Wednesday 5 May 2010

Press and Biscuits

I am up early. A journalist and photographer from The Times are due this morning and the flat is a tip. I also realise that I have no biscuits to offer them. Or milk, or tea, or coffee.

While I am out, my agent calls me to tell me that a radio station, having seen an article about the book in a newspaper, is interested interviewing me about the film version of the book.

“Fine,” I say, not really concentrating as I try to decide between All Butter Flapjacks or Luxury Chocolate Chip Cookies.

I go for the Flapjacks and fret all the way back to the house whether I have made the right choice. I am plumping up cushions, and wondering whether I should pop out for the Chocolate Chips when the journalist arrives. I take her coat and offer her a cup of tea or coffee and hope the biscuits are acceptable.

“Just a glass of water, thanks,” she says as she gets out her notepad and Dictaphone. I knew I should have gone for the Chocolate Chips.

The Dictaphone is as big as an old mobile phone and squeaks as the spools turn. Somehow, I find this reassuring.

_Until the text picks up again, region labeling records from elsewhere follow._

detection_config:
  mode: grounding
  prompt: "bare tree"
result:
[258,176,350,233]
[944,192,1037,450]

I am impressed by the thoroughness of her interrogation. She drills down deep on the parallels between my great grandfather and me, and our attitudes to relationships, family and commitment. Afterwards I feel like I have been on the psychiatrist’s couch and just hope that my answers make good copy. Being interviewed in the press is a bit like being in an exam; you never really have any idea how you have done until the results are published.

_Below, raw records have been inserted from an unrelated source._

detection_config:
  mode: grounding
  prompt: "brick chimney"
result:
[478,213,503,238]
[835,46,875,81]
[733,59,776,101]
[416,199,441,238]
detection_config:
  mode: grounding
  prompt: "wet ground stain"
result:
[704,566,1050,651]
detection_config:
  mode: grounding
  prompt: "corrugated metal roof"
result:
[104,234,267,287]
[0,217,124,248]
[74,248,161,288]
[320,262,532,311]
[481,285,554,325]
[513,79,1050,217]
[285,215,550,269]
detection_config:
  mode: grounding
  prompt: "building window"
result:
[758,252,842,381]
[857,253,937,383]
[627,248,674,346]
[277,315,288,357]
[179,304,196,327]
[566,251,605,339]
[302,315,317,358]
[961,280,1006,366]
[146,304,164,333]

Shortly after she leaves, the photographer arrives. I was hoping for a coterie of make-up and wardrobe assistants, and that I would get a whole season’s worth of free clothing, but it’s not that type of shoot, apparently. It’s just the photographer and me. He photos me on the roof terrace, the landing and the stairs. “Stair wells often have good light,” he says.

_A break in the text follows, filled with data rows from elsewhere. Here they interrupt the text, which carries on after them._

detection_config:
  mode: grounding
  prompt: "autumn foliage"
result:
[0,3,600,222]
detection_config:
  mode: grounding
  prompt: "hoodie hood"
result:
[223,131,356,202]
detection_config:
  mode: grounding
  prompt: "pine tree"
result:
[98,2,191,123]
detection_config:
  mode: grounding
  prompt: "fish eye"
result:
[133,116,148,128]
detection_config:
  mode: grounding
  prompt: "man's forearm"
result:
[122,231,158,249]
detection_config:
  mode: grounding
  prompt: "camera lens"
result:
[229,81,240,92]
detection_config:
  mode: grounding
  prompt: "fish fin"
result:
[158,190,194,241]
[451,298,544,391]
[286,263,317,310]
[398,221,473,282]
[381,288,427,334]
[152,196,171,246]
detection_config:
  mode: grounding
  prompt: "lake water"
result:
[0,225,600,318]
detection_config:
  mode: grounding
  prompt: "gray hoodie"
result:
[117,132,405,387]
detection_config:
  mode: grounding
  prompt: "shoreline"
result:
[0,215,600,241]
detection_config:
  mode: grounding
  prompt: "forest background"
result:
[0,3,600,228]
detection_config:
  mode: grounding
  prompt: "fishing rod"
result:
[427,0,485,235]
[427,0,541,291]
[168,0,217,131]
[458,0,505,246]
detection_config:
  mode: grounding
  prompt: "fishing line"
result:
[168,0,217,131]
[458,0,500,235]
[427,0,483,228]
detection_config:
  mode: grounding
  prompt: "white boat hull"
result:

As he is setting up the last shot, the researcher from BBC Tees phones to make sure I’m okay to be interviewed for the primetime show. I say I am and go back face the camera.

An hour later and I am on the phone, listening to BBC Tees. I am staring out of the window, my mind drifting. Suddenly, I’m on.

“And we’re now joined by the writer of The Mango Orchard, which is about to be made into a Hollywood feature film.”

I have to answer briefly, and positively, about the movie which is far from being finalised. I talk about the conversations, rather than the inconclusive nature of them.

“Why do you think your book will make a good film?” she asks.

I tell the story. I talk about the tales my grandma told me as a boy, about the bandits and the bags of silver and the narrow escape from the Mexican Revolution. Then I talk about my journey, about how I tracked down the small village near a small town near Guadalajara... Over five minutes as gone and I haven’t heard a word from the interviewer. Is she still there? I carry on talking about the factory where my great grandfather worked, about my newly-found uncle who greeted me... I still haven’t heard a thing and I wonder whether it is more pathetic to be speaking to a dead telephone line, or to say “Hello? You there?” in the middle of a live broadcast.

Finally she interrupts me. “Who would you like to play you in the film?”

“James McAvoy,” I say. I like Martin Compston, who recently starred in The Disappearance of Alice Creed, but I momentarily forget his name.

I hang up and open the packet of All Butter Flapjacks.